Als ich eines Tages besonders nah an meinem Limit war, überzeugte mich eine Freundin, eine Yogastunde mit ihr zu besuchen. Die Wirkung war überwältigend und die positive Erfahrung prägte mich nachhaltig. Mir wurde in dieser Stunde deutlich, wie wenig Zeit ich wirklich im Augenblick verbrachte und wie viel ich über die Vergangenheit oder Zukunft grübelte.
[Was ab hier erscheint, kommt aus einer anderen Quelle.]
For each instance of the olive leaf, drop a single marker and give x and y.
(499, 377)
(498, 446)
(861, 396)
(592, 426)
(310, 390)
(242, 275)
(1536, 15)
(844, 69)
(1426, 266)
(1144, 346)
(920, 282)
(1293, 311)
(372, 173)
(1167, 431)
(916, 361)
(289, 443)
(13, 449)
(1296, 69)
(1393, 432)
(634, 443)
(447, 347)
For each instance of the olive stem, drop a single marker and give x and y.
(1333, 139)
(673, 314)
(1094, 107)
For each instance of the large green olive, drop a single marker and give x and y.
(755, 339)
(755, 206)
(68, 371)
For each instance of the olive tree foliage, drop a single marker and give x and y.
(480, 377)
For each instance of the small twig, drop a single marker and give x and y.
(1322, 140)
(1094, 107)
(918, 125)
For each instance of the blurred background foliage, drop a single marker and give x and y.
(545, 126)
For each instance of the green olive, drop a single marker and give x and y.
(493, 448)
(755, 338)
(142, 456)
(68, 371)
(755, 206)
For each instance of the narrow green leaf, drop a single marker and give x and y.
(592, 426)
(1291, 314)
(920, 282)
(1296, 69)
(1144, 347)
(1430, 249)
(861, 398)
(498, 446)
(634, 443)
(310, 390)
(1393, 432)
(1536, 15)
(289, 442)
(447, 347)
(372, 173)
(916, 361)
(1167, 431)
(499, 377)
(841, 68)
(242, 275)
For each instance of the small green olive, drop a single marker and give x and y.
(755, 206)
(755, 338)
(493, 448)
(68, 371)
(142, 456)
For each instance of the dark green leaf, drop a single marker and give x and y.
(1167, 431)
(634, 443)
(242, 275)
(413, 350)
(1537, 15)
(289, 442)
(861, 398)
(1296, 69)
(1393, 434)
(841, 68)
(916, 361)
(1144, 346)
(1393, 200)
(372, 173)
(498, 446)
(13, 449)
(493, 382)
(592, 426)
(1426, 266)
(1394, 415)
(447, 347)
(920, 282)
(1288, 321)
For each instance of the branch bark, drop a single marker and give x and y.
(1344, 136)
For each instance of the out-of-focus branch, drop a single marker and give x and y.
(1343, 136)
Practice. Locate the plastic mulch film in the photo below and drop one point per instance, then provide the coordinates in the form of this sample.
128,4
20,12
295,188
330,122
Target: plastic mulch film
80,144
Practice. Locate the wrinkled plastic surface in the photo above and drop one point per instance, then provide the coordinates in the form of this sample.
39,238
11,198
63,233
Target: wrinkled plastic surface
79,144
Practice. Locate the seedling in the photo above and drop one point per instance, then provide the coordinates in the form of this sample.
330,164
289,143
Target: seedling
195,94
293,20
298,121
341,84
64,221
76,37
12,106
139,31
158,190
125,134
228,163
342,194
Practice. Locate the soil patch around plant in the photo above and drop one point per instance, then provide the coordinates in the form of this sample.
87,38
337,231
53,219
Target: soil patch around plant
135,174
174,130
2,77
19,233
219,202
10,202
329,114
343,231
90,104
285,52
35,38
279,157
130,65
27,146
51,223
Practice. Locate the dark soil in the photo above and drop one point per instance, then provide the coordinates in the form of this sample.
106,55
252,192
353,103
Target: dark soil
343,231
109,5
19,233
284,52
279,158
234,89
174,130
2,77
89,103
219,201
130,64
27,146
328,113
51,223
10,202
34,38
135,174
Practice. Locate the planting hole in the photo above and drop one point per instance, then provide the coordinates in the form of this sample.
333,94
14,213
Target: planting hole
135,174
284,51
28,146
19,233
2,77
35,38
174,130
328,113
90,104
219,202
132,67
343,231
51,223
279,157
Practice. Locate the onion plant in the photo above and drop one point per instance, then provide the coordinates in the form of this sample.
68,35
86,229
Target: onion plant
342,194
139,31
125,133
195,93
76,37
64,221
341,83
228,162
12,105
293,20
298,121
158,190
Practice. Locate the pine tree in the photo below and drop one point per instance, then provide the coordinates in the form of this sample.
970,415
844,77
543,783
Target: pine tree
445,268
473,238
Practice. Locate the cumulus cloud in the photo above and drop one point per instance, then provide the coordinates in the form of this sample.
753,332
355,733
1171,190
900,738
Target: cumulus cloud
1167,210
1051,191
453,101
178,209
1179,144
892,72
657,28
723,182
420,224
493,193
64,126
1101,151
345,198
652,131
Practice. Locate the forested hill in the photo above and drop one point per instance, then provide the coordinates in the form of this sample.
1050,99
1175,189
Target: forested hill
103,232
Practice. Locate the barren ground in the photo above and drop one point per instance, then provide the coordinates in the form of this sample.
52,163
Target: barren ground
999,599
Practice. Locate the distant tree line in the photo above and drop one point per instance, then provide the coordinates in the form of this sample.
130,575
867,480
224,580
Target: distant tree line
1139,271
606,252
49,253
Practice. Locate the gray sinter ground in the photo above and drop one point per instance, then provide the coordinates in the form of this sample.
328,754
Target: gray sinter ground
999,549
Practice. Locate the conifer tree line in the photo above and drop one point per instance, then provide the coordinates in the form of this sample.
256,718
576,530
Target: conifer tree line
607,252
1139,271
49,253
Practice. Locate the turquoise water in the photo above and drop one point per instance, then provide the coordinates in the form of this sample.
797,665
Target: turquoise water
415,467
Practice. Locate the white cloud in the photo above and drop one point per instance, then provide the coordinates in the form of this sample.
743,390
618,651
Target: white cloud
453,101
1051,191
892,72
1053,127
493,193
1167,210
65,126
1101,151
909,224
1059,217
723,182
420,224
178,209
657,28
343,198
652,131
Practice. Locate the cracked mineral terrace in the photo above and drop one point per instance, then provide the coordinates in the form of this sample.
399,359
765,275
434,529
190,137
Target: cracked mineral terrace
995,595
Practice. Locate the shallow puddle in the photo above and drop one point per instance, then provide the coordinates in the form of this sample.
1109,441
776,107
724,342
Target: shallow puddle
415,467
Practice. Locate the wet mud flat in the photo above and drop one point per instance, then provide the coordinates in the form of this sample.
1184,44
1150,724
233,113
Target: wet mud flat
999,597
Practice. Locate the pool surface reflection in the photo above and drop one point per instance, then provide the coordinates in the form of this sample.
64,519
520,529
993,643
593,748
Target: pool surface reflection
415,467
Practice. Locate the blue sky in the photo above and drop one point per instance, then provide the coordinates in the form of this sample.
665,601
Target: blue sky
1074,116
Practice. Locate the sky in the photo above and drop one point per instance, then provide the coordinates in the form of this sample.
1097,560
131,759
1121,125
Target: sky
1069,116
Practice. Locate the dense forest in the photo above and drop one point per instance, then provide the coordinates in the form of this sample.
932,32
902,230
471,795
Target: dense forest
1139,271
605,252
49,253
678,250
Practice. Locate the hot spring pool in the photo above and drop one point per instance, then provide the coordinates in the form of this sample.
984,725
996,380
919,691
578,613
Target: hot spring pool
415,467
War die Gegenwart so wenig attraktiv?
In meiner Freizeit begann ich eine vierjährige Ausbildung zur Yogalehrerin und im Anschluss folgte eine dreijährige Coaching-Ausbildung. Ich begann mehr und mehr mich selbst und die Menschen um mich herum in ihrer Individualität zu erkennen, zu verstehen und zu akzeptieren. Und ich erkannte, dass Achtsamkeit und Selbstwahrnehmung elementare Schlüssel zu den Antworten auf meinen Fragen waren.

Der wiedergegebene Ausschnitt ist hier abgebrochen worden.